As a retired National Weather Service meteorologist, I was surprised by a quote on Hurricane Laura’s forecasts in Tuesday’s lead article. Louisiana Department of Children and Family Services spokesperson Catherine Heitman was quoted as saying, “But the shifting path of the storm forced DCFS officials to scramble to get hotels in areas they weren’t expecting. We originally thought the storm was going to hit in southeast Louisiana.”

Though the surge from this storm was over-forecast, the official track forecast was highly accurate, singling out Southwest Louisiana starting with the 5 a.m. forecast Sunday. That’s almost four days before Thursday morning’s 1 a.m. landfall.

There was little variation in the track since that time with New Orleans staying outside the cone of uncertainty from 11 a.m. Sunday onward. Only by going back to the time when Laura was a modest tropical storm Friday did the track point to a position offshore from Southeast Louisiana.

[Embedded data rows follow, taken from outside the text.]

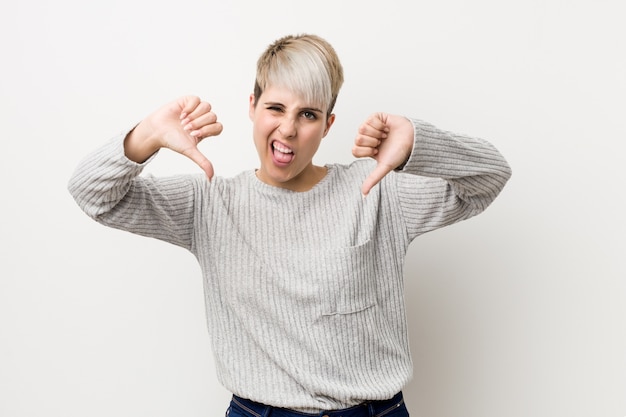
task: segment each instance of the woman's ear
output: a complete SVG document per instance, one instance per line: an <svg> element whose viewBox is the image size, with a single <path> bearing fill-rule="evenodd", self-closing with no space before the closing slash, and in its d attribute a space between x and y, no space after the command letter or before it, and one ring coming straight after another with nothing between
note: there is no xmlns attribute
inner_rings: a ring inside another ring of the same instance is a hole
<svg viewBox="0 0 626 417"><path fill-rule="evenodd" d="M250 94L250 107L248 108L248 116L250 120L254 119L254 109L256 107L256 100L254 98L254 94Z"/></svg>
<svg viewBox="0 0 626 417"><path fill-rule="evenodd" d="M331 114L326 119L326 128L324 129L324 134L322 135L322 137L325 137L328 134L328 131L330 130L330 127L333 125L333 123L335 123L335 113Z"/></svg>

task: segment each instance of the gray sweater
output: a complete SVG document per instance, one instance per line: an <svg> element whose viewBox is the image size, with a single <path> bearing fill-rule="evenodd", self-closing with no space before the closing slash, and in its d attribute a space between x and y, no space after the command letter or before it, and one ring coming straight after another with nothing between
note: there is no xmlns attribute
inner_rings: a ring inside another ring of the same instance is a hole
<svg viewBox="0 0 626 417"><path fill-rule="evenodd" d="M412 120L413 152L363 198L371 159L327 165L307 192L233 178L155 178L120 135L69 190L98 222L191 251L220 382L302 411L387 399L412 375L403 264L422 233L472 217L511 170L489 143ZM149 161L148 161L149 162ZM146 162L146 163L148 163Z"/></svg>

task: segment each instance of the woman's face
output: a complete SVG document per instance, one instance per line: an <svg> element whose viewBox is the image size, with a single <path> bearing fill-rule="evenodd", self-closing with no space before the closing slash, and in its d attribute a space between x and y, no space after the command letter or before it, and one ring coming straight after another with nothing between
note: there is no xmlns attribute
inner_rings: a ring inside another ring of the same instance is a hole
<svg viewBox="0 0 626 417"><path fill-rule="evenodd" d="M257 177L266 184L293 191L312 188L325 174L313 156L335 115L303 101L292 91L268 87L250 96L250 119L261 167ZM322 173L323 171L323 173Z"/></svg>

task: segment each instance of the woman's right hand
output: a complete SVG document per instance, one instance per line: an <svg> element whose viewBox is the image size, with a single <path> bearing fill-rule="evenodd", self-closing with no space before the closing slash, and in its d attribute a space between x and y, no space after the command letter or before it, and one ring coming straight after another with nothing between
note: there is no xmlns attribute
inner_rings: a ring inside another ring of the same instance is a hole
<svg viewBox="0 0 626 417"><path fill-rule="evenodd" d="M208 102L196 96L184 96L135 126L124 141L124 152L128 159L143 163L159 149L168 148L194 161L211 179L213 165L198 150L198 143L219 135L222 129Z"/></svg>

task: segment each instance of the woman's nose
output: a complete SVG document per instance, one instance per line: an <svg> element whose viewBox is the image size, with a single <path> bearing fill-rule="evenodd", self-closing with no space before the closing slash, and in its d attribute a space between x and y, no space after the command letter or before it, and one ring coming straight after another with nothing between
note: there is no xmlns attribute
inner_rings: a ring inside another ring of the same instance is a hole
<svg viewBox="0 0 626 417"><path fill-rule="evenodd" d="M293 138L296 136L296 123L291 118L285 118L278 126L278 132L285 138Z"/></svg>

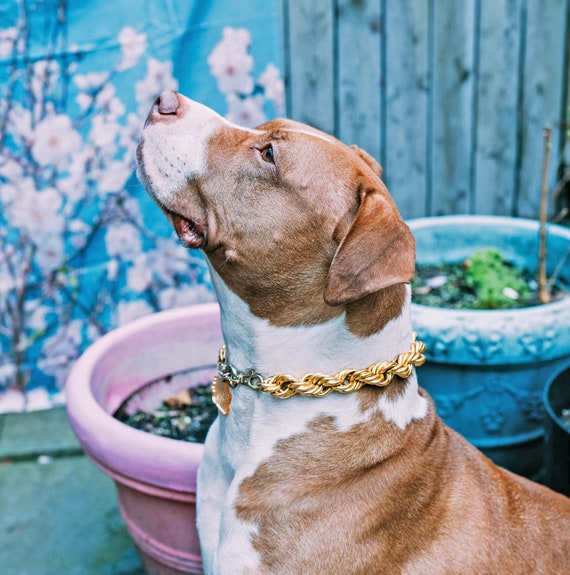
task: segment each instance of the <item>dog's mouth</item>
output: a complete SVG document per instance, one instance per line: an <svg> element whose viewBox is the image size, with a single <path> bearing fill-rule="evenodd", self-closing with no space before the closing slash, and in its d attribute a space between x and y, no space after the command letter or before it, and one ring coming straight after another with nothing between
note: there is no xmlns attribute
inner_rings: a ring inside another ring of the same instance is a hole
<svg viewBox="0 0 570 575"><path fill-rule="evenodd" d="M206 241L205 227L195 220L169 212L170 220L180 241L187 248L198 249Z"/></svg>

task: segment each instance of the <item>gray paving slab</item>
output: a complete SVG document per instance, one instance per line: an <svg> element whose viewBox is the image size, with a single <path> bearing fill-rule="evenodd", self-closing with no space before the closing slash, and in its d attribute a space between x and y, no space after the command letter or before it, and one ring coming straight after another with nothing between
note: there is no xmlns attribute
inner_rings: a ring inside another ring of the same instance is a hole
<svg viewBox="0 0 570 575"><path fill-rule="evenodd" d="M64 408L0 415L0 460L78 453Z"/></svg>
<svg viewBox="0 0 570 575"><path fill-rule="evenodd" d="M112 480L53 412L0 416L0 572L143 575Z"/></svg>

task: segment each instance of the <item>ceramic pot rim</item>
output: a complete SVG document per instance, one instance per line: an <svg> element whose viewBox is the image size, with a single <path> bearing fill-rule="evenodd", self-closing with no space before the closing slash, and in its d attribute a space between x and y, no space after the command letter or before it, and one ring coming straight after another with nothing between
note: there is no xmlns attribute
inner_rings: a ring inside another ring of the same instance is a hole
<svg viewBox="0 0 570 575"><path fill-rule="evenodd" d="M190 325L221 342L218 304L200 304L151 314L117 328L98 339L77 360L67 381L67 412L83 449L100 467L138 482L195 492L202 444L133 429L106 411L93 392L102 362L115 349L141 335L153 337L164 329L184 333L183 328Z"/></svg>
<svg viewBox="0 0 570 575"><path fill-rule="evenodd" d="M528 230L532 232L538 232L538 221L537 220L530 220L525 218L514 218L509 216L469 216L469 215L452 215L452 216L434 216L434 217L427 217L427 218L416 218L412 220L407 220L406 223L410 226L412 232L416 232L419 230L423 230L426 228L433 228L435 226L441 225L447 227L463 227L465 225L479 225L479 226L488 226L488 227L500 227L501 225L509 225L511 227L518 228L520 230ZM548 228L549 233L554 233L557 236L564 237L568 240L569 247L570 247L570 229L565 228L563 226L558 226L556 224L549 224ZM568 298L570 300L570 298ZM544 310L547 308L557 308L557 307L567 307L569 305L568 302L564 300L558 300L552 303L547 303L538 306L532 307L523 307L517 309L485 309L485 310L475 310L475 309L452 309L452 308L437 308L438 313L441 314L450 314L450 315L457 315L457 314L465 314L467 317L469 316L487 316L489 319L493 317L498 317L500 315L508 316L516 312L517 316L520 314L532 314L536 313L538 310ZM414 308L419 309L434 309L431 306L421 305L417 303L412 303Z"/></svg>
<svg viewBox="0 0 570 575"><path fill-rule="evenodd" d="M438 216L409 220L412 232L488 227L538 233L536 220L506 216ZM570 230L550 224L548 233L567 240ZM508 310L434 308L412 303L412 320L426 341L428 358L461 365L535 363L570 353L570 297ZM538 334L538 335L537 335ZM547 334L546 339L543 334Z"/></svg>

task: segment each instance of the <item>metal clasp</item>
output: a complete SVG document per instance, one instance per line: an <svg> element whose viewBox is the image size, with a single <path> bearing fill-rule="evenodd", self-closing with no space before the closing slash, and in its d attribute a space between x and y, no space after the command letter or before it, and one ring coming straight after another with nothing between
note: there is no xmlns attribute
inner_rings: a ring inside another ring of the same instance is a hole
<svg viewBox="0 0 570 575"><path fill-rule="evenodd" d="M253 371L253 369L248 370L245 373L241 373L239 375L240 383L243 385L247 385L251 389L255 391L259 391L261 388L261 384L263 383L263 378L259 373Z"/></svg>
<svg viewBox="0 0 570 575"><path fill-rule="evenodd" d="M220 349L218 374L231 388L247 385L247 387L259 391L263 383L263 377L253 369L243 372L228 363L225 346Z"/></svg>

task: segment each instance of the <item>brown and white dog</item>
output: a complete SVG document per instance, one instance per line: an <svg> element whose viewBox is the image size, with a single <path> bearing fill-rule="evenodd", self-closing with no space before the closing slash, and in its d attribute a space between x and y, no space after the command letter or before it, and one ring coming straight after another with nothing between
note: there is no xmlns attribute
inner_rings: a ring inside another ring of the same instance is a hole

You can’t take a five-day track forecast to the bank. The forecast is only valuable for some preliminary contingency planning. If you looked at the size and shape of the uncertainty cone that Friday, a landfall was likely anywhere from Southwest Louisiana to Panama City.

Many residents fall into this trap. They want to make decisions based on a track as soon as the storm is named, even if it is five days or more from landfall. Early forecasts are often poor because weak storms experience center jumps and don’t have the wealth of hurricane hunter observations that the prediction models thrive on.

Hurricane track forecasts tend to crystallize about three days before landfall as the cones shrink. The challenge is knowing what preliminary actions to take early but waiting until later to finalize decisions.